La Fédération Brésilienne de Football (CBF) est actuellement en proie à une crise de leadership sans précédent. Une décision judiciaire récente de la Cour Suprême a ordonné le rétablissement d’Ednaldo Rodrigues, premier président noir de la CBF, annulant ainsi une décision antérieure d’une cour inférieure. Cette décision est intervenue après que la FIFA a menacé de sanctions suite à l’éviction de Rodrigues.

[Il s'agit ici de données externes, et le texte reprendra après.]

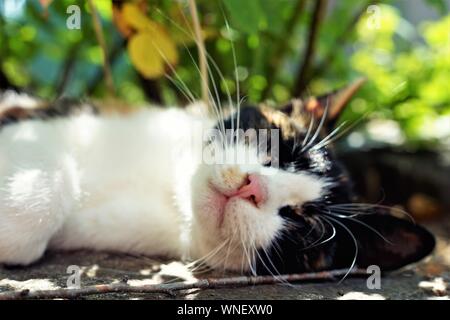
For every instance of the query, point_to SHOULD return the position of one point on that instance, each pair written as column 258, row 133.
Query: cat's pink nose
column 253, row 190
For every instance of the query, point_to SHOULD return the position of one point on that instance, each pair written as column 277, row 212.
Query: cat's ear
column 333, row 103
column 390, row 242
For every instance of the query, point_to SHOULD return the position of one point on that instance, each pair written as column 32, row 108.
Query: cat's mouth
column 253, row 193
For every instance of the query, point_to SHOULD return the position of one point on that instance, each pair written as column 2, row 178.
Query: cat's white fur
column 132, row 183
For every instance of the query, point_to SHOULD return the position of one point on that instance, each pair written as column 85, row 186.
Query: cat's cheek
column 209, row 208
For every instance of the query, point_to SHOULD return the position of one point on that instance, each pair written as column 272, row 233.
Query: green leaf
column 247, row 16
column 439, row 5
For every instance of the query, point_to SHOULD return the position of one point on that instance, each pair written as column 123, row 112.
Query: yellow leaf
column 151, row 51
column 134, row 17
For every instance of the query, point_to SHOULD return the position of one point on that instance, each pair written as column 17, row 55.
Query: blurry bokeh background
column 398, row 153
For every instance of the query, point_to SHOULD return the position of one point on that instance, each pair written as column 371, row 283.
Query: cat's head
column 291, row 209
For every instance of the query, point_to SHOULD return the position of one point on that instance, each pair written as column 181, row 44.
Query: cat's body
column 107, row 182
column 135, row 183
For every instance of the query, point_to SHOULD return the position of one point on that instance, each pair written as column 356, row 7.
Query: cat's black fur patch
column 320, row 237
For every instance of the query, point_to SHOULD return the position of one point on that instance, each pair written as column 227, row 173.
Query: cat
column 134, row 183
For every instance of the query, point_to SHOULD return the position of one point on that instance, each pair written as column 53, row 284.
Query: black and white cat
column 132, row 183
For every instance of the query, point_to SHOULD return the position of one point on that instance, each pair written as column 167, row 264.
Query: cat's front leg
column 34, row 204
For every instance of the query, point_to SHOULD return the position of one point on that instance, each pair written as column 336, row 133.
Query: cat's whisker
column 187, row 95
column 319, row 128
column 325, row 140
column 233, row 52
column 370, row 206
column 355, row 242
column 310, row 127
column 366, row 225
column 203, row 260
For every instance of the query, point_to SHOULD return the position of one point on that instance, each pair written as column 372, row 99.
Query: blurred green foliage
column 407, row 65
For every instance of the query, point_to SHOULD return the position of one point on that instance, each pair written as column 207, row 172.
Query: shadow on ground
column 428, row 279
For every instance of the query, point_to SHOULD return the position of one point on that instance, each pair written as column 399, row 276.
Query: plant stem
column 320, row 7
column 201, row 51
column 101, row 41
column 172, row 288
column 282, row 48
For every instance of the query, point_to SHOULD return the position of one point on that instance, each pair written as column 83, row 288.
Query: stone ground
column 428, row 279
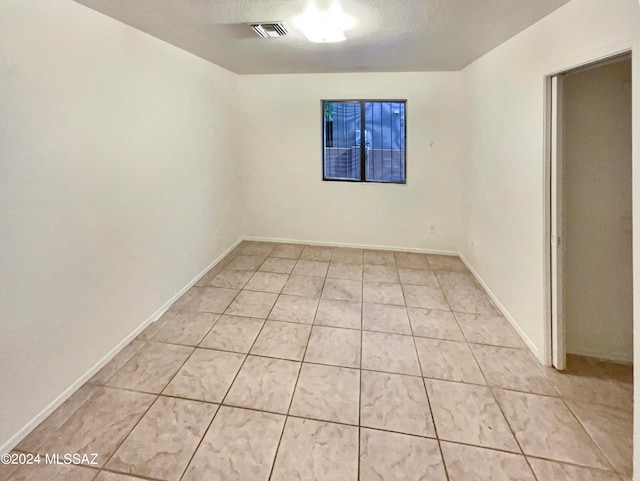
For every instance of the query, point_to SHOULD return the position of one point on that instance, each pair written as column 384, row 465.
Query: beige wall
column 117, row 188
column 597, row 287
column 504, row 204
column 282, row 162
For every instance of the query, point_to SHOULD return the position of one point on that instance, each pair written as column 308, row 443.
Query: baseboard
column 42, row 415
column 600, row 355
column 503, row 310
column 353, row 246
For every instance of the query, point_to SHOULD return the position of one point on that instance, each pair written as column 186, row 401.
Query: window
column 378, row 155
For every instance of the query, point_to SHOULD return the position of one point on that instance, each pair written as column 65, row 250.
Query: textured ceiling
column 390, row 35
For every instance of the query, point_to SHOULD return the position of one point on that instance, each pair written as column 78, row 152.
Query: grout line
column 284, row 426
column 426, row 392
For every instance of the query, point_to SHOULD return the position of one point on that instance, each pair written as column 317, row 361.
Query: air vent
column 271, row 30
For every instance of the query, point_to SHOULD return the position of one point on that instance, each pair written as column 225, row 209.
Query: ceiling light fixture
column 324, row 26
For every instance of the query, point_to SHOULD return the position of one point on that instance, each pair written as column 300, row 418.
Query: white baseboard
column 42, row 415
column 503, row 310
column 605, row 356
column 353, row 246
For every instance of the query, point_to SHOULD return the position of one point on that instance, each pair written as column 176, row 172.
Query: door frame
column 555, row 340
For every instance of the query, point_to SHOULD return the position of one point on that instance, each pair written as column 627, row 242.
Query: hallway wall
column 597, row 234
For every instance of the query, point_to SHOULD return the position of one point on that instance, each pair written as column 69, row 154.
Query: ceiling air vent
column 271, row 30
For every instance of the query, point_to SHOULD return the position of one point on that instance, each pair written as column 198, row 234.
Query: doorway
column 590, row 228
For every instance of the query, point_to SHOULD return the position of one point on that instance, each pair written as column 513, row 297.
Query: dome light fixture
column 325, row 25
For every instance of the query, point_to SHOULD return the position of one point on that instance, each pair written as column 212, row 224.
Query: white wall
column 597, row 275
column 504, row 201
column 282, row 152
column 118, row 167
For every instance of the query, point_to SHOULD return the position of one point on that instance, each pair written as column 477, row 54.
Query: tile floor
column 291, row 362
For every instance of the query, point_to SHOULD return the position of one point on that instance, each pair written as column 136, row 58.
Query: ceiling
column 390, row 35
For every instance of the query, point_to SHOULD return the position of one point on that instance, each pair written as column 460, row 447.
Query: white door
column 557, row 321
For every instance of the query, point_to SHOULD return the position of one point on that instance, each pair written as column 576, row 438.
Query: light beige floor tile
column 246, row 262
column 287, row 251
column 151, row 368
column 545, row 428
column 338, row 313
column 231, row 279
column 53, row 472
column 311, row 268
column 395, row 403
column 304, row 286
column 412, row 259
column 388, row 456
column 265, row 384
column 316, row 253
column 492, row 330
column 380, row 273
column 473, row 301
column 510, row 368
column 319, row 451
column 294, row 309
column 186, row 327
column 385, row 318
column 206, row 376
column 233, row 333
column 8, row 467
column 589, row 380
column 211, row 299
column 252, row 304
column 434, row 324
column 456, row 280
column 240, row 445
column 380, row 258
column 554, row 471
column 446, row 263
column 164, row 440
column 343, row 289
column 119, row 360
column 612, row 430
column 284, row 340
column 471, row 463
column 347, row 255
column 277, row 265
column 469, row 414
column 448, row 360
column 94, row 428
column 52, row 424
column 327, row 393
column 341, row 270
column 382, row 293
column 417, row 277
column 266, row 282
column 425, row 297
column 107, row 476
column 330, row 345
column 389, row 353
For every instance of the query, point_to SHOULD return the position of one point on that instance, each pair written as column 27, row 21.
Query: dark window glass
column 373, row 154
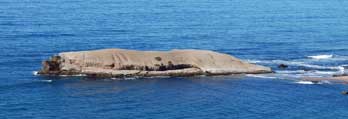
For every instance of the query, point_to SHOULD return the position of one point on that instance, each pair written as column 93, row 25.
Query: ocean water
column 308, row 35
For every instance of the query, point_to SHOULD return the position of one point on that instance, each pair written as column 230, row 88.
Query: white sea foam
column 321, row 56
column 305, row 82
column 35, row 73
column 260, row 76
column 48, row 81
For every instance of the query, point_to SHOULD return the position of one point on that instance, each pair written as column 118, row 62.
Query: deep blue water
column 266, row 32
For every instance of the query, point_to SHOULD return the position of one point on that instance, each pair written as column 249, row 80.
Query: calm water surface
column 266, row 32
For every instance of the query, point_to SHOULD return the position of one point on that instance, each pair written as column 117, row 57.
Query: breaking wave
column 321, row 56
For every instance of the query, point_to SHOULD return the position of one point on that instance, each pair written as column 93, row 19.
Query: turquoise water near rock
column 308, row 35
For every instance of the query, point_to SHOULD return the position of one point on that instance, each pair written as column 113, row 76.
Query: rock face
column 131, row 63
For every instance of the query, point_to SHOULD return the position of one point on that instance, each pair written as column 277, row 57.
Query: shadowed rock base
column 130, row 63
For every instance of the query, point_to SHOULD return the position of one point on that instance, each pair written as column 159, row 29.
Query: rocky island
column 130, row 63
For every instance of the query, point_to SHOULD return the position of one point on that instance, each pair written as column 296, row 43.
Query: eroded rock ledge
column 131, row 63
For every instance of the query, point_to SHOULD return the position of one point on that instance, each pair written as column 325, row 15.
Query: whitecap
column 35, row 73
column 48, row 81
column 260, row 76
column 321, row 56
column 305, row 82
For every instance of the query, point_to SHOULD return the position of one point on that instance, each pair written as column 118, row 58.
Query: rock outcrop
column 131, row 63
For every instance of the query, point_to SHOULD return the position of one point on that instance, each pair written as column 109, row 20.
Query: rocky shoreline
column 130, row 63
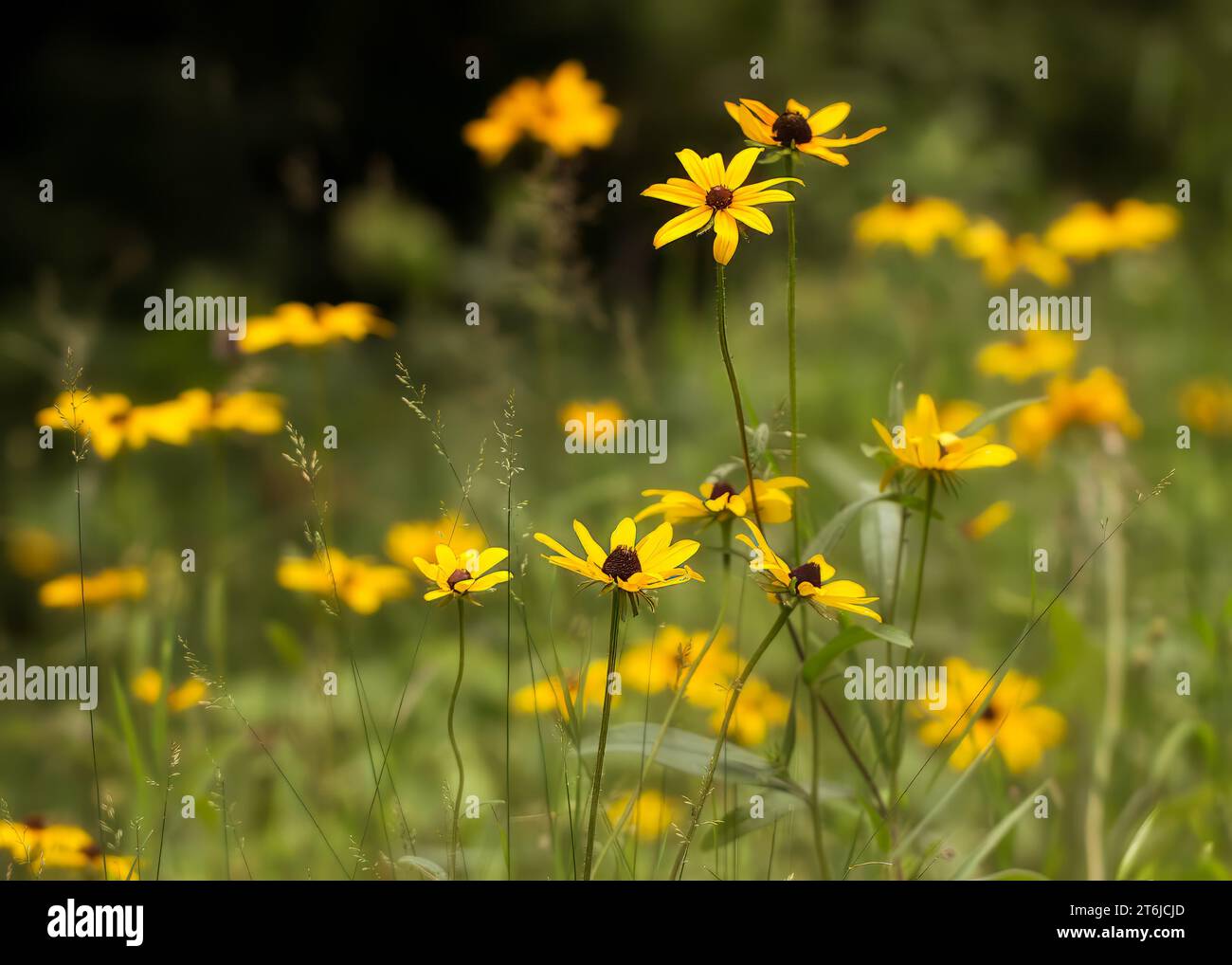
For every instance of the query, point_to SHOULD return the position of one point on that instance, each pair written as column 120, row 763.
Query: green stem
column 721, row 312
column 707, row 783
column 455, row 834
column 596, row 784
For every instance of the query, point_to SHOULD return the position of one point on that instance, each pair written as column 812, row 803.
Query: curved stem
column 707, row 783
column 721, row 312
column 596, row 784
column 455, row 837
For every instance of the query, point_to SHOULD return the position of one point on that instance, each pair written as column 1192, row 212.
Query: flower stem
column 455, row 836
column 596, row 784
column 707, row 783
column 721, row 312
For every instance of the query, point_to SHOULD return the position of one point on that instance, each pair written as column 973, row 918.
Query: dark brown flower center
column 719, row 197
column 791, row 128
column 623, row 562
column 807, row 574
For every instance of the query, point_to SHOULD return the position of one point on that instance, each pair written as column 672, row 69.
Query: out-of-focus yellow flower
column 716, row 196
column 719, row 501
column 462, row 575
column 566, row 112
column 651, row 816
column 101, row 588
column 1206, row 405
column 1005, row 257
column 1088, row 230
column 405, row 541
column 1096, row 399
column 33, row 553
column 296, row 323
column 1021, row 729
column 994, row 517
column 362, row 584
column 1036, row 353
column 915, row 225
column 797, row 128
column 927, row 447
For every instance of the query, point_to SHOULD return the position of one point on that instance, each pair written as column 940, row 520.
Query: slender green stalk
column 596, row 784
column 707, row 783
column 721, row 313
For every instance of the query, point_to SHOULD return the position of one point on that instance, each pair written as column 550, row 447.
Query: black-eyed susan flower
column 636, row 569
column 302, row 325
column 811, row 582
column 717, row 197
column 721, row 501
column 1011, row 719
column 462, row 575
column 934, row 452
column 362, row 584
column 797, row 128
column 101, row 588
column 918, row 225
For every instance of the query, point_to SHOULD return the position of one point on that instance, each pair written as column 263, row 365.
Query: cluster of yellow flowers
column 565, row 112
column 61, row 847
column 114, row 423
column 1082, row 233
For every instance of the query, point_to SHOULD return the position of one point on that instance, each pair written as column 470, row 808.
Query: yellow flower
column 994, row 517
column 405, row 541
column 1096, row 399
column 462, row 575
column 1021, row 729
column 1036, row 353
column 811, row 581
column 717, row 196
column 635, row 567
column 916, row 225
column 33, row 553
column 1206, row 405
column 797, row 128
column 296, row 323
column 651, row 816
column 362, row 584
column 566, row 112
column 719, row 501
column 1003, row 257
column 107, row 586
column 929, row 448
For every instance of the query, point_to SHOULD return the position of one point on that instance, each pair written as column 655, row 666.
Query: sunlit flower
column 915, row 225
column 566, row 112
column 1206, row 405
column 717, row 197
column 296, row 323
column 101, row 588
column 1021, row 729
column 1036, row 353
column 651, row 816
column 1005, row 257
column 719, row 501
column 928, row 448
column 1097, row 399
column 992, row 518
column 797, row 128
column 460, row 575
column 635, row 567
column 812, row 581
column 362, row 584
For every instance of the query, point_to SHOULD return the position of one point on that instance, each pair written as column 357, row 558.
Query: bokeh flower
column 797, row 127
column 717, row 197
column 719, row 501
column 1021, row 729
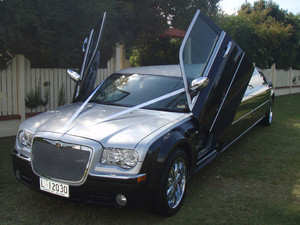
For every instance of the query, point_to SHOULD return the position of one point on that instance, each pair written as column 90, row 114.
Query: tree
column 50, row 32
column 267, row 33
column 179, row 14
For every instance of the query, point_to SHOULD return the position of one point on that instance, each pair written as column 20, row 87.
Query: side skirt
column 241, row 135
column 214, row 154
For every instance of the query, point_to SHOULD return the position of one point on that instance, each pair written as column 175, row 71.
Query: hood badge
column 58, row 144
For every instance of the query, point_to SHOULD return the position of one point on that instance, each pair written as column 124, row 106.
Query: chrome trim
column 227, row 49
column 99, row 37
column 206, row 157
column 116, row 176
column 226, row 93
column 64, row 144
column 214, row 54
column 250, row 112
column 18, row 154
column 86, row 53
column 241, row 134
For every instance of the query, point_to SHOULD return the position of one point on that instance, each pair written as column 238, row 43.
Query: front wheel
column 172, row 185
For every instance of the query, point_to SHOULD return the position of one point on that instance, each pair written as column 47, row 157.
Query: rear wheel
column 172, row 186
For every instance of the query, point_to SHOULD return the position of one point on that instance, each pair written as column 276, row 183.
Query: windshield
column 133, row 89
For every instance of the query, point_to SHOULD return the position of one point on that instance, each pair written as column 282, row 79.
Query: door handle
column 227, row 49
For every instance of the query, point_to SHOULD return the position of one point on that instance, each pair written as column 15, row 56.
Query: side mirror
column 199, row 83
column 73, row 75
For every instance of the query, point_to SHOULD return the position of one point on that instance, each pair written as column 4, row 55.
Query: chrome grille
column 60, row 161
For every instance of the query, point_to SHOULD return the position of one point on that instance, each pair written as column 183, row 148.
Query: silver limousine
column 144, row 132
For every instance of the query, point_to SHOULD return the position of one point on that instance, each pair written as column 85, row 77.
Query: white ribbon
column 75, row 115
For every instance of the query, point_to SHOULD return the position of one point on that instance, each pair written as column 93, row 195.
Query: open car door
column 90, row 62
column 216, row 73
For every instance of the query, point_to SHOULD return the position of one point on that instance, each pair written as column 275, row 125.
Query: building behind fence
column 19, row 81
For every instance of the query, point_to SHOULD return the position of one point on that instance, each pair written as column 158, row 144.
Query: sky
column 232, row 6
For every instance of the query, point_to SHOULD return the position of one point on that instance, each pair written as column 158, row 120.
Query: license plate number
column 54, row 187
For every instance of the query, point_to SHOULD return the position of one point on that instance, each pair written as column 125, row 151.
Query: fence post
column 273, row 69
column 21, row 71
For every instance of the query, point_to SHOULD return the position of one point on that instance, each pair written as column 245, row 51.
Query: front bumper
column 99, row 190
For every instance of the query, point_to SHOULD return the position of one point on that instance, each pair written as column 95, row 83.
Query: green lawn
column 256, row 181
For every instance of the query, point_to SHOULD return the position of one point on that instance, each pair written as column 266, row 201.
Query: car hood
column 124, row 131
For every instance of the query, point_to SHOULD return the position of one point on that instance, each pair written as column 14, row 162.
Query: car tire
column 172, row 186
column 267, row 121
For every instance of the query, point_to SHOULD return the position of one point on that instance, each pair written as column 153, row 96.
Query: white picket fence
column 19, row 79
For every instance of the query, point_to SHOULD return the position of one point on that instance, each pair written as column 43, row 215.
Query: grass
column 256, row 181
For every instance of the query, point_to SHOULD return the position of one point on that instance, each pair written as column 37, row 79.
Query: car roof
column 163, row 70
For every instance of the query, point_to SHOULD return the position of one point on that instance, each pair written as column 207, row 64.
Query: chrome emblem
column 58, row 144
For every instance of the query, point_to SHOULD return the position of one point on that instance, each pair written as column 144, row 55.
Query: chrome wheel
column 176, row 183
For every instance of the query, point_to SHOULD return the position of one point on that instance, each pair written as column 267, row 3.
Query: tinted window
column 198, row 48
column 133, row 89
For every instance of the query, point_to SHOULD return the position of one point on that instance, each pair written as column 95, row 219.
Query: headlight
column 25, row 138
column 125, row 158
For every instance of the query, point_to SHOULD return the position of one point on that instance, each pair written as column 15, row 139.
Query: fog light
column 18, row 174
column 121, row 200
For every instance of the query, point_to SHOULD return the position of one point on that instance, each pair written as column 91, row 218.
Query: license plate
column 54, row 187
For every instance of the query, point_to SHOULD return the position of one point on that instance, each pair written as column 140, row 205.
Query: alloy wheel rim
column 176, row 183
column 270, row 115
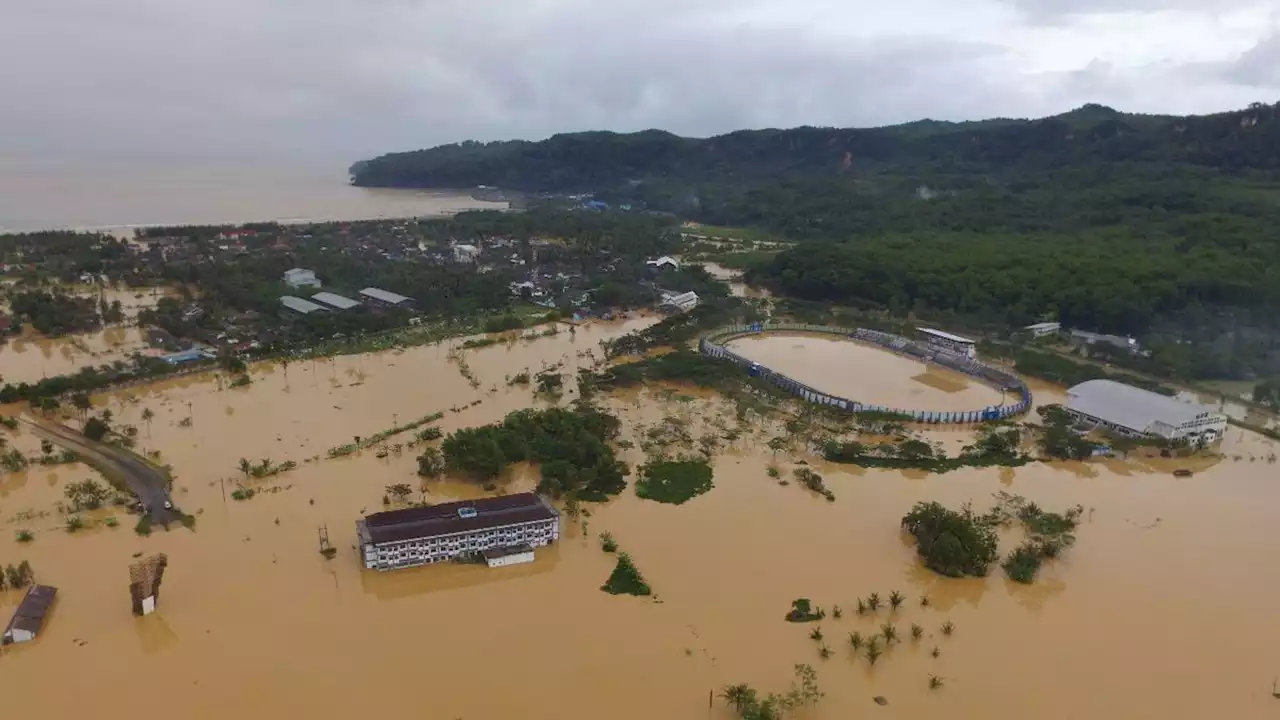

Le juge Gilmar Mendes a statué en faveur de la réintégration immédiate de la direction élue lors de l’assemblée générale du 23 mars 2022 de la CBF. Ce jugement provisoire prend effet immédiatement, mais doit encore être examiné par l’ensemble des 11 membres de la Cour Suprême.
Des enjeux internationaux en perspective
La crise survient dans un contexte délicat pour la CBF, qui lutte pour redorer le blason de l’équipe nationale brésilienne, confrontée à une série de résultats décevants. Actuellement, le Brésil occupe une inquiétante sixième place dans les qualifications pour la Coupe du Monde, une position qui correspond au dernier spot de qualification automatique de l’Amérique du Sud. En outre, la CBF a subi un coup dur lorsque Carlo Ancelotti, l’entraîneur du Real Madrid, a refusé de prendre les rênes de la Seleção, malgré les efforts de Rodrigues pour le recruter.
La controverse juridique a commencé en 2017 lorsque la CBF a modifié ses règles électorales sans consulter les représentants des clubs de première division, affaiblissant leur pouvoir de vote. Rogerio Caboclo, élu président dans ce contexte, a été démis de ses fonctions en 2021 à la suite d’accusations de harcèlement sexuel, bien que ces accusations aient par la suite été rejetées par un juge. Rodrigues avait alors été nommé remplaçant intérimaire de Caboclo.
Une lutte pour l’intégrité du football brésilien
La cour inférieure a annulé en décembre l’élection de Caboclo en raison du changement de règle, et Rodrigues a remporté l’élection de remplacement, objet du litige actuel. Le jugement de la cour inférieure du 7 décembre a destitué Rodrigues et nommé José Perdiz, chef de la Cour Supérieure de Justice du Sport au Brésil, en tant que président intérimaire de la CBF, en attendant de nouvelles élections qu’il devait organiser sous 30 jours.
La bataille judiciaire a déclenché une vague de spéculations sur une possible manipulation en coulisses dans le monde parfois entaché de corruption du football brésilien. La FIFA et la CONMEBOL ont averti la CBF dans une série de lettres que le Brésil pourrait être exclu des compétitions internationales s’il était prouvé qu’il permettait des ingérences externes dans ses affaires. Ces organisations ont refusé de reconnaître Perdiz comme président intérimaire et ont annoncé l’envoi d’une délégation conjointe au Brésil pour aborder la crise.
Le risque d’une exclusion internationale
La décision du juge est survenue juste avant la date limite pour inscrire l’équipe nationale brésilienne aux qualifications olympiques au Venezuela ce mois-ci. Si la FIFA et la CONMEBOL avaient refusé d’accepter la signature de Perdiz sur les documents, le Brésil aurait pu être exclu des Jeux Olympiques de Paris cette année. Cette situation représentait un « risque de dommages imminents », selon les termes du juge dans sa décision.
La participation du Brésil aux qualifications de la Coupe du Monde 2026 et à la prochaine Copa America, ainsi que la participation des clubs brésiliens dans les compétitions internationales, pourraient également être compromises. Cette situation témoigne de l’ampleur des enjeux pour la CBF et du chemin qu’elle doit parcourir pour retrouver les jours de gloire de l’équipe nationale brésilienne.